For its participation in Art Brussels 2025, z2o Sara Zanin is pleased to present a solo exhibition by Adelisa Selimbasic, a Bosnian-Italian painter born in 1996, based in New York. Known for her intimate and nuanced approach to the human body, Selimbasic explores themes of femininity, identity, and presence through fragmented forms and suggestive detail.
The artist’s work focuses not on portraying specific individuals, but rather on evoking a broader, inclusive notion of femininity—one that transcends gender and can belong to anyone.

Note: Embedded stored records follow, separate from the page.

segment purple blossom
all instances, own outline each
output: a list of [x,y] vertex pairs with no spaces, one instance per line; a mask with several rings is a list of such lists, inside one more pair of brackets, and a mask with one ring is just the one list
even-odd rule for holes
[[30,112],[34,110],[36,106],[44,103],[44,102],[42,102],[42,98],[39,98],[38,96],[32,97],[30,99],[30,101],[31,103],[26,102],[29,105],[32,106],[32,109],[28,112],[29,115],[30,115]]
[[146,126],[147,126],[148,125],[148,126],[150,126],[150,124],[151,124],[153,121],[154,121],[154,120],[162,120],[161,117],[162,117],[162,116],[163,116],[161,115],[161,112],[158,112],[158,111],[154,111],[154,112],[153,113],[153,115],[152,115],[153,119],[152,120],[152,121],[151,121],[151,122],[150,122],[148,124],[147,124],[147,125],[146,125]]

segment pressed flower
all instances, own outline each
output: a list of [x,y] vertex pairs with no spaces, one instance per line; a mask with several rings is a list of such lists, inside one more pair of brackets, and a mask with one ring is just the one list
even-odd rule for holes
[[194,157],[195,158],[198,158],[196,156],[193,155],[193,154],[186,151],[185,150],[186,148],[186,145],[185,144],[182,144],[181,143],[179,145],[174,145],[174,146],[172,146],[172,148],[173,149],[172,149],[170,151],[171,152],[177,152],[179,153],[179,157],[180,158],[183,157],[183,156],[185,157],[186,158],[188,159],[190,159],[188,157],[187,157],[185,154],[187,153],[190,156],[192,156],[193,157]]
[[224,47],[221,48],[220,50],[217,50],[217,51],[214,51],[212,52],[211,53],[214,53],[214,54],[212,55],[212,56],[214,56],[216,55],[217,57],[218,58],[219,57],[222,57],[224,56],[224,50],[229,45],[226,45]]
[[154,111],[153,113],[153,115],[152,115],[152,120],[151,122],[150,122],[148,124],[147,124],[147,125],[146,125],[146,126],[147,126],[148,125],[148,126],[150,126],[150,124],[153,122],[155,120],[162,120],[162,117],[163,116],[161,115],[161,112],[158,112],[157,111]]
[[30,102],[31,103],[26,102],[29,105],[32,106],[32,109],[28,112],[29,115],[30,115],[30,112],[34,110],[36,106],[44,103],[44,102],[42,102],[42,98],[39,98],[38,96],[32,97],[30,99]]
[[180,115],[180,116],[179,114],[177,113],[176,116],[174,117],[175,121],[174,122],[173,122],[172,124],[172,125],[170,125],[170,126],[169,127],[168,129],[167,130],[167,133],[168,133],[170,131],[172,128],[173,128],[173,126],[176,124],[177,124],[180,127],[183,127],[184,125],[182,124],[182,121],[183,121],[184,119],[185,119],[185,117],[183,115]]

Her figures, often shown in states of embrace or gentle contact, carry both presence and absence: they exist through gestures, through the curve of a hand, the tilt of a head, or the subtle suggestion of skin.
Faces are often left unseen, shifting the emotional center to the details: a chipped nail polish, a particular hairstyle, the curve of an almond-shaped nail or a pair of tied-back curls. These visual cues become anchors of identity, acting as intimate symbols that viewers may recognize in themselves. Selimbasic challenges dominant ideals and reclaims the body as a site of multiplicity, tension, and self-recognition.
-----------------------------------------------------------------
The party is over, or seems to be about to end: how could a young Italian-Bosnian artist based in New York not convey this through her new works, created during the harsh winter months ? Adelisa Selimbašić forges her own path: the countries she crosses by participating in international exhibitions - ranging from Antwerp to Miami, Los Angeles to Berlin - confirm it. In the meticulous preparation of a new body of work for her solo exhibition at Art Brussels 2025, presented by z2o Sara Zanin Gallery from Rome, she continues to depict imperfect and captivating bodies, perfectly cast in the contemporary world. But this time, her gaze appears more focused: at times, we find ourselves as spectators of the final moments of a party at Manhattan’s iconic Chelsea Hotel, where artists and thinkers of the roaring 70s and 80s were hosted in exchange for their art. However, the mood is strikingly different, more intimate and melancholic: bodies communicate with one another but do not touch. Are we lonelier than before? After Covid-19, geopolitical disruptions, and wars around the world, are we still standing? Are we still together?
Even the phrase ‘Art will save the world’, often attributed to Fyodor Dostoevsky, is a mistake: the idea comes from a passage in the novel The Idiot, in which Prince Myškin says: ‘Beauty will save the world.’ And we, on the other hand, hope that it really will: we cannot feed ourselves with ephemeral, anaesthetising beauty, and who knows if even through the lightness of powerful brushstrokes, suspended over the Atlantic, we will manage to find the strength to fight again.